NASA downplays risk of asteroid strike in 2040


An asteroid discovered last year has been gaining notoriety because of a chance that it could hit Earth in 28 years, but NASA scientists say the odds are extremely remote that it will pose any danger to us.

The huge space rock, called asteroid 2011 AG5, is about 460 feet (140 meters) wide and circles the sun on a path between the orbits of Mars and Venus. Astronomers spotted it on Jan. 8, 2011, using the 60-inch Cassegrain reflector telescope on Mount Lemmon north of Tucson, Ariz.

Some projections suggest the odds of an Earth impact are 1 in 625. But the asteroid is rated a 1 on the 1-to-10 Torino Impact Hazard Scale that denotes potentially dangerous asteroids (1 is the least hazardous rating), NASA scientists say. So while there is a slight chance that asteroid 2011 AG5 could impact our planet in 2040, astronomers still need much better observations to define its orbit.

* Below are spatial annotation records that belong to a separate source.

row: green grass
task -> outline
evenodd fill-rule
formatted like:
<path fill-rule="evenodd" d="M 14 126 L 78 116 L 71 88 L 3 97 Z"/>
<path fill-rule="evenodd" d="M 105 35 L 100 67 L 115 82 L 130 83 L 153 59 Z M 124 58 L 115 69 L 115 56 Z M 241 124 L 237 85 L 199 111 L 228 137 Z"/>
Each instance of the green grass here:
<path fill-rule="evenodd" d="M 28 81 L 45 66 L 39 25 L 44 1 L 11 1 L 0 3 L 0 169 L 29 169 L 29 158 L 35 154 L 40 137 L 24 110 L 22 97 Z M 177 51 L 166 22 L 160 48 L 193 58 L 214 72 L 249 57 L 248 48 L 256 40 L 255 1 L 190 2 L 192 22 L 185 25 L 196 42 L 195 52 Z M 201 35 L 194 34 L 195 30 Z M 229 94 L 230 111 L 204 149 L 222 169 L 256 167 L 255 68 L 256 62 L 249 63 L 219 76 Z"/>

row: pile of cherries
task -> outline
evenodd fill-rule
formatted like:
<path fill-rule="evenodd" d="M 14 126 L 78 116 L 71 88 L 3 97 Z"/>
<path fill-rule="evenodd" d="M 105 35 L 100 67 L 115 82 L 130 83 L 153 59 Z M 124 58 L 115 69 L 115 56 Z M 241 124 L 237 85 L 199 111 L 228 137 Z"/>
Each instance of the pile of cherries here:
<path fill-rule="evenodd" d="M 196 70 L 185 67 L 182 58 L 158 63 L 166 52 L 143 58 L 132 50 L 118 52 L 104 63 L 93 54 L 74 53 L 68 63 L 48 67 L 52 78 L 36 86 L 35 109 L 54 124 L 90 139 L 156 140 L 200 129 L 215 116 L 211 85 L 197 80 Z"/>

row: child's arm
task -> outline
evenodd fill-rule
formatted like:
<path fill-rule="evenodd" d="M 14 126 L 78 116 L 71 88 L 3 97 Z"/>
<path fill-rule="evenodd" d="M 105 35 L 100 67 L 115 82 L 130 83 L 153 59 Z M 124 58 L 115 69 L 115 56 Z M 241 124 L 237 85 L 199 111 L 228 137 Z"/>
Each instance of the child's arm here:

"Because of the extreme rarity of an impact by a near-Earth asteroid of this size, I fully expect we will be able to significantly reduce or rule out entirely any impact probability for the foreseeable future," Don Yeomans, manager of NASA's Near-Earth Object Program Office at the Jet Propulsion Laboratory in Pasadena, Calif., said in a statement.

The asteroid is expected to come near Earth in February 2023, but it will pass no closer than about 1 million miles (1.6 million kilometers) at that time. It will be in the area again in 2028, but it won't come closer than about 10.4 million miles (16.7 million kilometers) from our planet.